When she was gone from his life, he would be in hell.
“However he asked.”
She clutched his hand, her grip stronger than he would have imagined it could be. “No. That’s madness.”
He nodded. “The physical challenges were easy. First sticks and stones. Fists and fire. But the mental ones—those were the ones that destroyed us. He’d lock us up, alone in the dark.” He hated telling her, but somehow, couldn’t stop the words from coming. “Tell us that we could be set free, into the light, if we’d choose another to fight.”
She shook her head. “No.”
“He gave us gifts, took them away. Sweets. Toys . . .” He paused, a memory teasing at the edge of his mind. “He gave me a dog. Let it keep me warm in the dark for days. And then told me I could keep it forever if I traded it for one of the others.”
She pressed closer to him. Wrapped her arms around him, as though she could ward off the memory. “No.”
He shook his head and looked to the sky, sucking in air. “I refused. Whit was my brother. Grace my sister. And Ewan . . .”
Ewan had been the only one allowed to keep his dog.
What had Ewan done?
Felicity shook her head. Pressed her face into his arm. “No.”
His arm came around her, stroking over her hair, pulling her tight against him. Ewan would never have Felicity.
“He wanted the strongest of us for his heir. The hungriest.” He wanted the son who would give him a legacy. “At some point, I stopped competing. I simply tried to keep the others safe.”
“You were children,” she whispered, and he heard the wound in her voice, as though she’d never imagined such torture. “Surely someone tried to stop his crimes.”

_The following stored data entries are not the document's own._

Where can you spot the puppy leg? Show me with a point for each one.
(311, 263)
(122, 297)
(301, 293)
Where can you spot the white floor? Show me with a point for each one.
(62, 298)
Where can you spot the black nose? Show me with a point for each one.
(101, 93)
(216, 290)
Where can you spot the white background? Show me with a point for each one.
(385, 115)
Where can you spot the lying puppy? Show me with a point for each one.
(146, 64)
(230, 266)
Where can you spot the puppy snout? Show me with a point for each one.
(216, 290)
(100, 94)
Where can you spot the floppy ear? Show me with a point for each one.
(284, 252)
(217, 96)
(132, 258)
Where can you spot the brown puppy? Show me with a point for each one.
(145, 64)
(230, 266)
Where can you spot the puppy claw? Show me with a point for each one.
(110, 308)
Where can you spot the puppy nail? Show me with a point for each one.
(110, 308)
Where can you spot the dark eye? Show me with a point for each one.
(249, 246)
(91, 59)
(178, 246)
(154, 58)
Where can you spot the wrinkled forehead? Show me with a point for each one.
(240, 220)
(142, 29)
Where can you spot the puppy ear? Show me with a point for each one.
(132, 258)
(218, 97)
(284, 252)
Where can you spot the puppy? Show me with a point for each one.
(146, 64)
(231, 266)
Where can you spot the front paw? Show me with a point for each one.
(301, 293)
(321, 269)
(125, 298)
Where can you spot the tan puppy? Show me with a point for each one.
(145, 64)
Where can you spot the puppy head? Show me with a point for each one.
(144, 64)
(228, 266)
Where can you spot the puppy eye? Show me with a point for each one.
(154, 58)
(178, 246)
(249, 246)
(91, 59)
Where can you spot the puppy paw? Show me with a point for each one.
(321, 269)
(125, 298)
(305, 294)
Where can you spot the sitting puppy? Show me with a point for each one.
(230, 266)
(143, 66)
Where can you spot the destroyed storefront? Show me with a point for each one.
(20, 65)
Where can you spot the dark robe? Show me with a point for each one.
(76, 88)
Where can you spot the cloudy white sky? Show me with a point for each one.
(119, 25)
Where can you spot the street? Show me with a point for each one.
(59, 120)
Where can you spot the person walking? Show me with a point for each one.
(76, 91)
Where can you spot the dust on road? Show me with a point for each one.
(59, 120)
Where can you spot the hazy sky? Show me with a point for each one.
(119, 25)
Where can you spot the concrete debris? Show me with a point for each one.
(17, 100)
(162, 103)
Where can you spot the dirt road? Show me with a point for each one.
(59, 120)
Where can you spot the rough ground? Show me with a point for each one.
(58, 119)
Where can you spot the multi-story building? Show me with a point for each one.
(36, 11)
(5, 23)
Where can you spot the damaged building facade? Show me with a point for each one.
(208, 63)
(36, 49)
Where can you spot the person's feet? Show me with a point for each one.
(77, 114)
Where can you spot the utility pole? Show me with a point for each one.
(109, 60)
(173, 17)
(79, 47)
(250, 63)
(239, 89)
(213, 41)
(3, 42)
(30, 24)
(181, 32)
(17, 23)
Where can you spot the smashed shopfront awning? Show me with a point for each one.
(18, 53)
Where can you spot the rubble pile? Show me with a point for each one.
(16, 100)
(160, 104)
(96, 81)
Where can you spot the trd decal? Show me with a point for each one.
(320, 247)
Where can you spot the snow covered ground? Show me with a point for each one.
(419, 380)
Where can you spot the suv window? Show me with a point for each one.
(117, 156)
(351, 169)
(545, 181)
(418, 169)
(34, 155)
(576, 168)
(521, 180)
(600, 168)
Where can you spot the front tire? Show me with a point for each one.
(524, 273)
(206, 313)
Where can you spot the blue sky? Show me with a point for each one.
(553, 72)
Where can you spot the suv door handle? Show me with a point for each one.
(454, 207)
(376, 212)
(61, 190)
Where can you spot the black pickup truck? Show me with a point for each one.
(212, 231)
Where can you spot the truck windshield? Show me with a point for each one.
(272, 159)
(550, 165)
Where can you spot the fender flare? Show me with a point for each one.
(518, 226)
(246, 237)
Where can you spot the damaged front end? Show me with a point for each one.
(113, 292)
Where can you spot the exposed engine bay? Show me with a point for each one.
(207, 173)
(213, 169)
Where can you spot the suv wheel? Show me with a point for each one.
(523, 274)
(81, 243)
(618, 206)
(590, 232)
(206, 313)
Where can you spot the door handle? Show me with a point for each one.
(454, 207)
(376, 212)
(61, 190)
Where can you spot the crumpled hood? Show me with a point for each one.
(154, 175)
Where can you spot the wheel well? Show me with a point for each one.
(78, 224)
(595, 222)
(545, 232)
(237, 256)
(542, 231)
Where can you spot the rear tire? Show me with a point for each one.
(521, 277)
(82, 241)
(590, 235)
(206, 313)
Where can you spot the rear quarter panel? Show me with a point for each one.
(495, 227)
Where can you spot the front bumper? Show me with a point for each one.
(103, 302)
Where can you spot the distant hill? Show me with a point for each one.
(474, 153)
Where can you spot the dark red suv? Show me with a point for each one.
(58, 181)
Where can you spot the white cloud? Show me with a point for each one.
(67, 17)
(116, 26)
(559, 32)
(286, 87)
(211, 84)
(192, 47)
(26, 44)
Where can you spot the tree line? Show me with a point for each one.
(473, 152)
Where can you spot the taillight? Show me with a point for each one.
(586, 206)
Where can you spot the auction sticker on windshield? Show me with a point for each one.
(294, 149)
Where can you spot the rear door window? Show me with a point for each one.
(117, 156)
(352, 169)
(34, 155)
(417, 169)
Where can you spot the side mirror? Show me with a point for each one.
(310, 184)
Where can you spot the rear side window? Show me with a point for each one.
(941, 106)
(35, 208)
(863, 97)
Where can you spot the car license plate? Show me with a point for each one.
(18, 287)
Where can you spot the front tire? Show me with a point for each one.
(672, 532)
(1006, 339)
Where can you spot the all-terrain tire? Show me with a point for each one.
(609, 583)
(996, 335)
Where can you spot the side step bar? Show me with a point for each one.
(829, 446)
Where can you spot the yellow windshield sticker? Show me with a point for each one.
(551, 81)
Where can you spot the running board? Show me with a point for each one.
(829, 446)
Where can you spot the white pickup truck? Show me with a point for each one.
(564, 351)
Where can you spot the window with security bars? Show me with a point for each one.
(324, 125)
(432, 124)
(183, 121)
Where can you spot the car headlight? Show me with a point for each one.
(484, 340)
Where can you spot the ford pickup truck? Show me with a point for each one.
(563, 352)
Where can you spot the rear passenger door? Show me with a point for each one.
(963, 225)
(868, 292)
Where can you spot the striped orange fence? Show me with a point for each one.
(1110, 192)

“They are only crimes if they are discovered,” he said quietly. “We found ways to stay together. Ways to keep sane. We made promises to each other, never to let him win. Never to let him take us from each other.”
Felicity was looking down at her lap now, and he knew this was the ending. That she wouldn’t return to Covent Garden after this story. She wouldn’t return to him. He forced himself to finish. “But when it came down to it . . . we weren’t strong enough.” The scar on his cheek burned with the memory of Ewan’s blade, sharp and unpleasant. With the order that had caused it. His father’s voice ringing out in the darkness.
If you want it, boy, you must take it from the others.
Ewan coming for him.
He exhaled, extinguishing the memory. “We had no choice but to run.”
She did not look up. “Here.”
He nodded.
“How long were you there?”
“Two years. We were twelve when we left.”
Her breath came on a harsh exhale. “Two years.”
He pulled her close and pressed a kiss to her temple. “We survived it.”
She looked to him, long enough for her beautiful gaze to set his heart to racing. “I wish I could give those years back.”